|A Latin Record found in my research|
One wrote poetry and had a book published in 1857. I was lucky enough to find a few of his poetry online and have added that to the client's book which I am creating on Shutterfly.
Along the research path I've encountered new areas of research that were unfamiliar to me. I've heard of them of course but had no previous experience researching in the specific location or time period. One was Acadians and I have found the history of the settlement fascinating! The Filles du Roi and Carignan Soldiers also popped up as part of his ancestry. I too have a Filles du Roi so I'm familiar with that history but it was still interesting to learn even more.

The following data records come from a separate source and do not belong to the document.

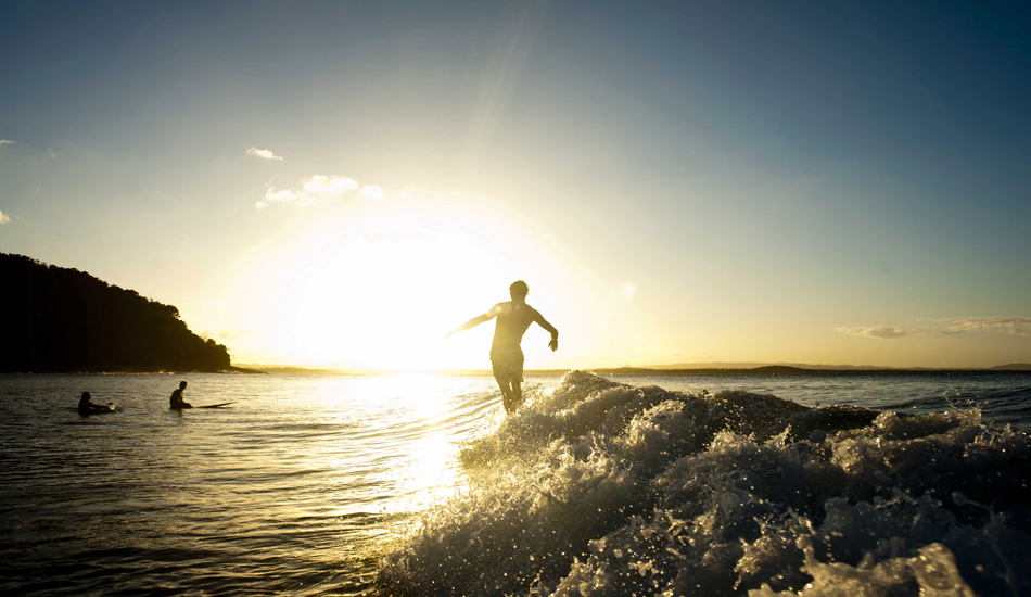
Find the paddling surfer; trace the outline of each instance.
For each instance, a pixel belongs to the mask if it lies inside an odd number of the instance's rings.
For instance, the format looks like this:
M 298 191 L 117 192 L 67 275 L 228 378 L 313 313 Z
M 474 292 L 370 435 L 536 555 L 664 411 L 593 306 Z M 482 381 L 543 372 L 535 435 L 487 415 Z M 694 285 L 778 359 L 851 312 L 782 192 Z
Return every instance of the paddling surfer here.
M 169 398 L 169 402 L 171 403 L 170 408 L 175 410 L 182 410 L 183 408 L 193 408 L 192 404 L 182 399 L 182 393 L 186 391 L 186 389 L 187 389 L 187 382 L 180 381 L 179 389 L 173 392 L 171 398 Z
M 82 392 L 82 397 L 79 398 L 79 415 L 89 415 L 90 412 L 110 412 L 111 406 L 103 404 L 93 404 L 90 402 L 92 396 L 89 392 Z
M 512 300 L 506 303 L 494 305 L 487 313 L 473 317 L 461 326 L 447 332 L 444 340 L 447 340 L 456 332 L 475 328 L 480 323 L 489 321 L 497 317 L 497 325 L 494 328 L 494 342 L 491 344 L 491 365 L 494 369 L 494 379 L 497 380 L 501 389 L 501 401 L 505 404 L 505 411 L 512 414 L 516 407 L 522 401 L 522 389 L 520 384 L 523 381 L 523 350 L 520 344 L 523 341 L 523 334 L 531 323 L 538 326 L 551 333 L 551 342 L 548 347 L 552 351 L 559 347 L 559 331 L 542 316 L 537 310 L 526 304 L 526 294 L 530 287 L 526 282 L 518 280 L 508 287 L 508 293 Z

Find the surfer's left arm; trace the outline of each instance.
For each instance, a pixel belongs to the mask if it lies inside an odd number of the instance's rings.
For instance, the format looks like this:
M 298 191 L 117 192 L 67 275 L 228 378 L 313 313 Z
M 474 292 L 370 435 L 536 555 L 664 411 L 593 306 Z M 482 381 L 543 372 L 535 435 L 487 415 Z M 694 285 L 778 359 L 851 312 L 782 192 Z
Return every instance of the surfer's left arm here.
M 545 319 L 543 315 L 540 315 L 540 312 L 535 310 L 534 314 L 535 314 L 534 321 L 536 321 L 537 325 L 544 328 L 545 330 L 551 332 L 551 342 L 548 342 L 548 347 L 551 348 L 552 352 L 558 351 L 559 350 L 559 331 L 555 329 L 555 326 L 552 326 L 551 323 L 548 323 L 548 320 Z
M 486 321 L 489 321 L 489 320 L 494 319 L 494 317 L 495 317 L 497 314 L 498 314 L 498 308 L 497 308 L 497 306 L 495 306 L 494 308 L 492 308 L 492 309 L 488 310 L 487 313 L 485 313 L 485 314 L 483 314 L 483 315 L 478 315 L 476 317 L 473 317 L 473 318 L 470 319 L 469 321 L 466 321 L 466 322 L 462 323 L 461 326 L 459 326 L 459 327 L 455 328 L 454 330 L 447 332 L 447 333 L 444 335 L 444 340 L 447 340 L 448 338 L 455 335 L 455 334 L 458 333 L 458 332 L 463 332 L 463 331 L 466 331 L 466 330 L 471 330 L 472 328 L 475 328 L 475 327 L 479 326 L 480 323 L 484 323 L 484 322 L 486 322 Z

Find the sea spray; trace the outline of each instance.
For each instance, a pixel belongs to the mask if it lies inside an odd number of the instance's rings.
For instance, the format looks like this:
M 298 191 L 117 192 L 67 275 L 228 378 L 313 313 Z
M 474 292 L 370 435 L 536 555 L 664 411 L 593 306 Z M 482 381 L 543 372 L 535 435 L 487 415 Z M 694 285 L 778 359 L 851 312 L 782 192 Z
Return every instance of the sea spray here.
M 1031 442 L 574 371 L 467 446 L 383 561 L 407 595 L 1028 595 Z

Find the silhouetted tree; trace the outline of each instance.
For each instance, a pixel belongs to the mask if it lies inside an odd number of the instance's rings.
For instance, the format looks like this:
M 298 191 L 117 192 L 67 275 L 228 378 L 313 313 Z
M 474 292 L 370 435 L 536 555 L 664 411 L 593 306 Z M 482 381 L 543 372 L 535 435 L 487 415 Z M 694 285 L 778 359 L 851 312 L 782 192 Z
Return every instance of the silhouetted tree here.
M 85 271 L 0 253 L 0 372 L 220 371 L 179 309 Z

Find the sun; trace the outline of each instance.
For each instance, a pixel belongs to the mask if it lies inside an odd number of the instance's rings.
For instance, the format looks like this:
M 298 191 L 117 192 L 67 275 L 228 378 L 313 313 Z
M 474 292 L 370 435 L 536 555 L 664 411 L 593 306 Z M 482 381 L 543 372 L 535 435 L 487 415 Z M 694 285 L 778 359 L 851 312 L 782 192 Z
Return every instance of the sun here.
M 468 366 L 478 360 L 474 346 L 445 346 L 444 333 L 493 305 L 497 288 L 505 288 L 499 262 L 482 245 L 440 230 L 343 237 L 292 276 L 276 332 L 308 363 L 355 369 Z

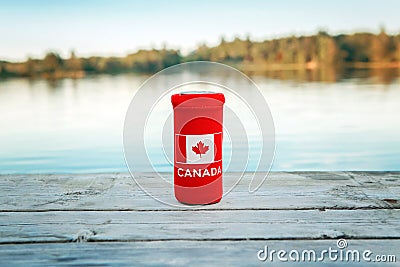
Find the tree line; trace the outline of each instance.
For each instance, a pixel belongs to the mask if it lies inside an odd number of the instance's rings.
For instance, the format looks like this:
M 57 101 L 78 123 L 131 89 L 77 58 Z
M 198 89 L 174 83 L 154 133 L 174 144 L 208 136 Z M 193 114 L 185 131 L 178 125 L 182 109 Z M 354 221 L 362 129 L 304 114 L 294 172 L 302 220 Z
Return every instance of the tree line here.
M 265 41 L 250 38 L 221 38 L 218 45 L 199 45 L 183 56 L 179 50 L 139 50 L 124 57 L 62 58 L 49 52 L 42 59 L 24 62 L 0 61 L 0 77 L 79 78 L 90 74 L 125 72 L 155 73 L 163 68 L 193 60 L 226 63 L 241 70 L 286 70 L 322 68 L 400 68 L 400 34 L 354 33 L 290 36 Z

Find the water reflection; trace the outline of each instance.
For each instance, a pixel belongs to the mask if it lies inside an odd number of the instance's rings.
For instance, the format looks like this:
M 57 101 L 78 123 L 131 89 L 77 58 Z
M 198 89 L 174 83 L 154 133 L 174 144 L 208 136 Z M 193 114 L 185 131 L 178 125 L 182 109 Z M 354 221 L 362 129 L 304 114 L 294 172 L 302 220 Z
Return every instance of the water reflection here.
M 274 116 L 273 170 L 400 170 L 399 70 L 250 74 Z M 146 78 L 1 80 L 0 173 L 127 171 L 123 120 Z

I've had to decipher early records written in French and in Latin. Luckily here in Canada we are taught French in school so I can read the important bits. And thank you Mr. Finley for your Latin classes in High School! You were a tough teacher but now I'm grateful.
|Jacques Hertel's death recorded in French|
Jacques is a very important part of my book The Van Slyke Family in America: A Genealogy of Cornelise Antonissen Van Slyke, 1604-1676 and his Mohawk Wife Ots-Toch, including the story of Jacques Hertel, 1603-1651, Father of Ots-Toch and Interpreter to Samuel de Champlain
My line of descent is from Jacques' daughter by a Mohawk Indian woman, while my client is from one of Jacques' children by his wife.
My client's ancestry on his dad's side is solidly Quebec and Acadia. Mine is not. Mine on my dad's side is early Dutch settlers in New Netherland (now New York) in the mid 1600s then on to Ontario after the American Revolution. How odd that the client and I should share an ancestor given that our ancestry does not take the same path.
And that's one of the many things I love about genealogy. It will always jump up and surprise you.